Globalización: ¿Quién dijo no?
columna: «un vaso de agua»
Múltiples y sorpresivos fueron los entusiasmados con los motines callejeros en Seattle el pasado mes de diciembre. Los sindicatos y organizaciones no gubernamentales (ONGs), que fastidiaron la última reunión de la Organización Mundial del Comercio (OMC), produjeron comentarios y primeras planas donde nos revelaban la alegoría del Bien contra el Mal, de los pobres contra los ricos, de los pueblos del mundo contra sus gobiernos dictatoriales. El Sur contra el Norte.
El más notorio de los comentaristas fue un premio Nobel de literatura, José Saramago, que vio cuanto dictó la fantasía descabellada de algunos medios informativos y hasta globalización de los güevos encontró. Un nuevo Mayo parisino, una revuelta de los que han dicho basta y han echado a andar... ¿Fue así? Se pueden hacer algunas preguntas a los entusiastas de Seattle: ¿Cuántas organizaciones obreras portuguesas estuvieron peleando en las calles de Seattle contra el comercio mundial? ¿Cuántos obreros portugueses —desempleados hasta que una empresa de capital internacional abrió sus puertas en el pueblo vecino— aplaudirían a su premio Nobel si dicha empresa, convencida por la fuerza de los argumentos escritos en las pancartas, cerrara sus puertas, dejándolos de nuevo en el desempleo? ¿Cuántos pobres de México estuvieron en Seattle? ¿Cuántos apoyarían el NO a la globalización? ¿Cuántos obreros mexicanos de Ford, Nissan y Volkswagen, cuántas empleadas de McDonald's estuvieron gritando consignas contra sus empresas?
Los datos crudos
En Seattle no ocurrió ninguna revuelta anticapitalista, allí tuvo lugar la defensa del acaudalado sindicalismo estadunidense. Los militantes de la AFL-CIO, la central sindical más poderosa de Estados Unidos, llevaron el tambor y lanzaron las consignas. Lo cual es muy distinto a que el pueblo de Estados Unidos, el país donde se ubican las casas matrices de tanta transnacional, esté contra el comercio global. No están contra el de ellos. A ninguno se le ocurriría pedir el cierre de las sucursales McDonald's en Guadalajara o en Pekín. Los sindicalistas en Estados Unidos sólo ven riesgo y salen a las calles cuando las armadoras de automóviles se instalan en el norte de México, cuando la producción mexicana de computadoras resulta competitiva. Pero sería políticamente incorrecto decirlo así llanamente, aparecer como el obrero gordo que no desea compartir un plato de sopa con el hambriento. Así que se desgarran farisaicas vestiduras en defensa del obrero mexicano, a quien las industrias de allá pagarán menos aquí, y concederán menos prestaciones al mexicano que al estadunidense.

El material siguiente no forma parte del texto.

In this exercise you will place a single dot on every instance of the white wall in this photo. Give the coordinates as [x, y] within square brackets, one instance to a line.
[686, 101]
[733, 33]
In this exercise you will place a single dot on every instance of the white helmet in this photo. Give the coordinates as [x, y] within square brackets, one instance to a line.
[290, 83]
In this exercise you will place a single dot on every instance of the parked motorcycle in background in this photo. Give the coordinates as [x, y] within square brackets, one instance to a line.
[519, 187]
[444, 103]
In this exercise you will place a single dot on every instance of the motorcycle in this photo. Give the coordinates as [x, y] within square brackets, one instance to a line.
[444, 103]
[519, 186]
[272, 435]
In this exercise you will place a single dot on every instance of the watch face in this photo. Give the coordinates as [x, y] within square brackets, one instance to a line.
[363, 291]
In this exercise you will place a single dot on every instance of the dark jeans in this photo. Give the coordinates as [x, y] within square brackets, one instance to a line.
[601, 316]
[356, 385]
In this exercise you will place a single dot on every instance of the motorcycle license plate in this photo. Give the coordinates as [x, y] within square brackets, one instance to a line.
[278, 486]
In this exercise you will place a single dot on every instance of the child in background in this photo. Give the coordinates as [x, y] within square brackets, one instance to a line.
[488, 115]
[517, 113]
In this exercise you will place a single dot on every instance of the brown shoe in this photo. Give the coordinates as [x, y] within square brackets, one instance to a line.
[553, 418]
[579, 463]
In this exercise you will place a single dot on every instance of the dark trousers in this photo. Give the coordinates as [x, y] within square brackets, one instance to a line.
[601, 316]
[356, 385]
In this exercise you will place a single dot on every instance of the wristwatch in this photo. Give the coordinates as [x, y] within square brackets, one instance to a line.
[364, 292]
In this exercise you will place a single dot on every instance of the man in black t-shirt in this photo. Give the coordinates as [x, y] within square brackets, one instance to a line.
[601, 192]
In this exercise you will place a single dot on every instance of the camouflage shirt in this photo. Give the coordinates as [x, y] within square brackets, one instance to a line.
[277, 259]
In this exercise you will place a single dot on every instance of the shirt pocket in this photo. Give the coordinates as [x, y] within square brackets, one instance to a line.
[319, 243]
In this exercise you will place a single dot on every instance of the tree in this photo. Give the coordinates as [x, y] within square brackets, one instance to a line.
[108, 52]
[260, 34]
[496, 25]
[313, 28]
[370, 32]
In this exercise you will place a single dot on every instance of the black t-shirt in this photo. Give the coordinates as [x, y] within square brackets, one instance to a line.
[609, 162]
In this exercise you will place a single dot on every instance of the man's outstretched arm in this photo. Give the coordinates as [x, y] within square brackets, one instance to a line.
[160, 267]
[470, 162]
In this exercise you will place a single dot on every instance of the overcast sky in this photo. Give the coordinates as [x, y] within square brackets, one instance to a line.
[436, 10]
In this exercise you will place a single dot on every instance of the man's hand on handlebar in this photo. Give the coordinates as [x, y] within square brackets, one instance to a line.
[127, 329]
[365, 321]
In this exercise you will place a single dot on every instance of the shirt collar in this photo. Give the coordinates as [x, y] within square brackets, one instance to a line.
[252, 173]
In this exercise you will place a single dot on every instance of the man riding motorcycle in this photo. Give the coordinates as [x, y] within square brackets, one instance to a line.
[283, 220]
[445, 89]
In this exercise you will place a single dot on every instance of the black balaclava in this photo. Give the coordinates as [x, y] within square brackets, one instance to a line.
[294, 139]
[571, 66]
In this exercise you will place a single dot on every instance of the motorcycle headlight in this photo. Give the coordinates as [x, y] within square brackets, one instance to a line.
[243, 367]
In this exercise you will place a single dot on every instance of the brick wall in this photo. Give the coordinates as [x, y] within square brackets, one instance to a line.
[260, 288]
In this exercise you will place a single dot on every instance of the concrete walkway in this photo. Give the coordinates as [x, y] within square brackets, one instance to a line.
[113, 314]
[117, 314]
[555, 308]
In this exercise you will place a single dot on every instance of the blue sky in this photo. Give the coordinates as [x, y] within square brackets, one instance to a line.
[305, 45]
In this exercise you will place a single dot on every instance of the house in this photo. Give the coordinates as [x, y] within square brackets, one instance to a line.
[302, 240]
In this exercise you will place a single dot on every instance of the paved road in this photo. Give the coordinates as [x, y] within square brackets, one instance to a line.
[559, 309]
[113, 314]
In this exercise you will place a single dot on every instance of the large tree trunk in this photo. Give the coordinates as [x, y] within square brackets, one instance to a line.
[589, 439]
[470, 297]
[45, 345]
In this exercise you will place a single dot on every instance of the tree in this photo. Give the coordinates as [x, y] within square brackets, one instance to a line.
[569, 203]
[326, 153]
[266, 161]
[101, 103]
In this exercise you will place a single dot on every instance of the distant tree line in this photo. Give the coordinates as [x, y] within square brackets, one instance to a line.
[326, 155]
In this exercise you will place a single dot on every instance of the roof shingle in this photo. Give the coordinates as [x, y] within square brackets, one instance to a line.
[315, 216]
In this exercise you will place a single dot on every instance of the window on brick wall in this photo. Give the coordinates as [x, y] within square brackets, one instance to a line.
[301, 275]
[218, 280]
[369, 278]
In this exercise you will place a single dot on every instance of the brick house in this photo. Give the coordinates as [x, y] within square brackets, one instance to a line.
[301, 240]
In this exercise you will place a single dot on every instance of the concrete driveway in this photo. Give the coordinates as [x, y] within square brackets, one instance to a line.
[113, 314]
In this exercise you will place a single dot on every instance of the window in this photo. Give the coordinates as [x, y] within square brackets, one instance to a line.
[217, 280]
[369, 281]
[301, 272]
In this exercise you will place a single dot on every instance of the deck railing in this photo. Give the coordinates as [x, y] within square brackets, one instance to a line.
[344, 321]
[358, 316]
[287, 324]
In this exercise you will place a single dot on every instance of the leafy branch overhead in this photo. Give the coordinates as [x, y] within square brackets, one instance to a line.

Ciertamente así es, algún incentivo tienen las industrias que prefieren cruzar la frontera, y uno de ellos son los salarios inferiores. Pero pregunten los bien arropados impugnadores del comercio mundial a nuestros obreros en Durango, en Guanajuato, en Jalisco, si desean que esas industrias se retiren y vuelvan a sus metrópolis, donde darán trabajo a quienes ahora viven del seguro por desempleo. ¿Por quién pelean nuestros "nacionalistas" y antiglobalizadores? ¿Por la AFL—CIO estadunidense?
El doble lenguaje
La desaparición de las fronteras siempre había sido parte del pensamiento utópico y humanista, muy señaladamente lo fue del pensamiento comunista. «Desde el espacio no se ven las fronteras», dijo alguno de los primeros astronautas con aplauso unánime y global. En la última Feria Internacional del Libro de Guadalajara, el estand de los libros sobre ecología y de los títulos empalagosos proclamaba en un cintillo a su alrededor: "La Tierra es un solo país y la humanidad sus ciudadanos." Muy encantador pensamiento, de esos que suenan profundos y dignos de inmediata aprobación. Únicamente los malvados sonríen para sus adentros y lo desechan por cursi. Pero en cuanto se trata de pasar a la práctica, de tirar las fronteras y establecer la globalización del comercio, el libre flujo de mercancías y servicios, los mismos esperanzados en un mundo sin fronteras corren a ponerle bien claras protecciones a cada uno de sus dólares.
Que lo hagan quienes allá, en los países ricos, pueden resultar afectados por el surgimiento de nuevos polos de desarrollo económico, no asombra; pero que en nuestros países se tome por viento liberador la mezquina vuelta al mundo de los aranceles y las economías cerradas en sí mismas, es producto de que nuestros pensadores han dejado de pensar.